Incidentally, when I Googled “Biden regime,” I got an untrustworthy-sources warning. When I Googled “Bush regime,” the first thing that came up was the Smithsonian Institution. The next few hits included the University of Miami and an Orange County Register headlined, “Bush is still just a war criminal to me.” But, no, no partisanship in the Google regime!
And Furthermore …
I’m a big fan of Tucker’s new look. I think it’s the beret.
Elsewhere
I’m not real big on ambitious business regulations, but I will admit that I have a little bit of admiration for appellation d’origine contrôlée—the rules that ensure that people don’t sell prosecco under the label Champagne and that Roquefort cheese is the real deal. Toblerone, the candymaker, is up against Swiss rules regulating how Swiss a thing has to be to be allowed to market itself as Swiss. Question: Can you spot the bear on the Toblerone label, and can you guess why it is there? More in The Dispatch.

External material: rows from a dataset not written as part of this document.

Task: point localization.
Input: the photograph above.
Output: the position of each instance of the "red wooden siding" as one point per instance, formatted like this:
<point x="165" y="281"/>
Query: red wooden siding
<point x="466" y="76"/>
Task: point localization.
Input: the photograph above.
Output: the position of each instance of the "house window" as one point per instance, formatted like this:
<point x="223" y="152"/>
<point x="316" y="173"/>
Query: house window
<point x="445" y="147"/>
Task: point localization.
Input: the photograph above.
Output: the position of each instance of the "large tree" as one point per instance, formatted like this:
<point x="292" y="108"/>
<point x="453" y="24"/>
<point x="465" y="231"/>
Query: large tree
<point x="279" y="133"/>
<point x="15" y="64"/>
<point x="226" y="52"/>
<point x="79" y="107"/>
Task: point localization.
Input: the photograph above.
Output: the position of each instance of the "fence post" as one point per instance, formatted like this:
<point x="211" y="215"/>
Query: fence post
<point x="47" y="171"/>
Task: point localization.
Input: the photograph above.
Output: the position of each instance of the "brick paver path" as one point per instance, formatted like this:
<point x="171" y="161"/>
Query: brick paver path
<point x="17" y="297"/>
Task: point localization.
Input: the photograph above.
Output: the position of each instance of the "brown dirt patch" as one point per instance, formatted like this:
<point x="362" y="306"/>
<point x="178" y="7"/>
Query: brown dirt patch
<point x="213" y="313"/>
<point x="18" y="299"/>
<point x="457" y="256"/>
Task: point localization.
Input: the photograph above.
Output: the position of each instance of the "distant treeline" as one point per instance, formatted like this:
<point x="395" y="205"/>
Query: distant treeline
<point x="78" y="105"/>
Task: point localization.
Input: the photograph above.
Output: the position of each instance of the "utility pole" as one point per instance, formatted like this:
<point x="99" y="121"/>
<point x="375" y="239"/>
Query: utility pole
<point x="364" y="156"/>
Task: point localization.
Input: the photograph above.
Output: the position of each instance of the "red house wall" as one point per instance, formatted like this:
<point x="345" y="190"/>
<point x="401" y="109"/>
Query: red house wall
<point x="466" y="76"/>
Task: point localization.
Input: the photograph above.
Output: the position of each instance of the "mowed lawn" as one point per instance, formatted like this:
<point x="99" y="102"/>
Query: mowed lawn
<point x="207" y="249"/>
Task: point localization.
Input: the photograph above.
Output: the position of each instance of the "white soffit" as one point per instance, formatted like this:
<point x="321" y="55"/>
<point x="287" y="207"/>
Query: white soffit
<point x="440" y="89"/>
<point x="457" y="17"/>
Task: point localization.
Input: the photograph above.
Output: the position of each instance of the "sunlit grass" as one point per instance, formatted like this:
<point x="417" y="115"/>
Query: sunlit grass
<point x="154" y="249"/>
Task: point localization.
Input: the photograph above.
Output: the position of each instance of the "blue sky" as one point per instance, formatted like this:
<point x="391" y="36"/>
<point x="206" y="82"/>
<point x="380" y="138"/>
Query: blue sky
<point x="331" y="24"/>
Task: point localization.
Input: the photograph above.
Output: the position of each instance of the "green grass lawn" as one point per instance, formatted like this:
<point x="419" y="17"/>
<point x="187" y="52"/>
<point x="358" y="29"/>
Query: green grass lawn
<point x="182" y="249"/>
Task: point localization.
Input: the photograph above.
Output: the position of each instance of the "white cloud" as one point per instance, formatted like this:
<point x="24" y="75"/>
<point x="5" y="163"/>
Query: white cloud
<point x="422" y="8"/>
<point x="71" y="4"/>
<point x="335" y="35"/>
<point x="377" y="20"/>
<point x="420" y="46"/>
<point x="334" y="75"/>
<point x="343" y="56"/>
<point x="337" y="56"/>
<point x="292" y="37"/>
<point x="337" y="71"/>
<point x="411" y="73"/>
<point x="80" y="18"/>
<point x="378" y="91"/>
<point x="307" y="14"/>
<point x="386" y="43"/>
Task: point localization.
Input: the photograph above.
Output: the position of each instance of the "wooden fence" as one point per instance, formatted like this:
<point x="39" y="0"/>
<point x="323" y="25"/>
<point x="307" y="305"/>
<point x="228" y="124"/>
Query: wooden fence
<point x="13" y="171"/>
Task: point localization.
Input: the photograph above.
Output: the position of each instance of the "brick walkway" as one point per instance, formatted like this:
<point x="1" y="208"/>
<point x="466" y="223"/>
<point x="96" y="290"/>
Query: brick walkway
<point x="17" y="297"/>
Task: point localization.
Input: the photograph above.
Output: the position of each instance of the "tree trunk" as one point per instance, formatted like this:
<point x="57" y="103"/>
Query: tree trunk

You can buy my most recent book, Big White Ghetto, here.
You can buy my other books here.
You can see my New York Post columns here.
In Closing
If there is a perfect declaration of cowardice for our time, it is: “You don’t piss off the base.” I would write that I am embarrassed to be in the same profession as these Fox “News” clowns, but I don’t think I am in the same profession. That being said, I am embarrassed to be a member of the same species.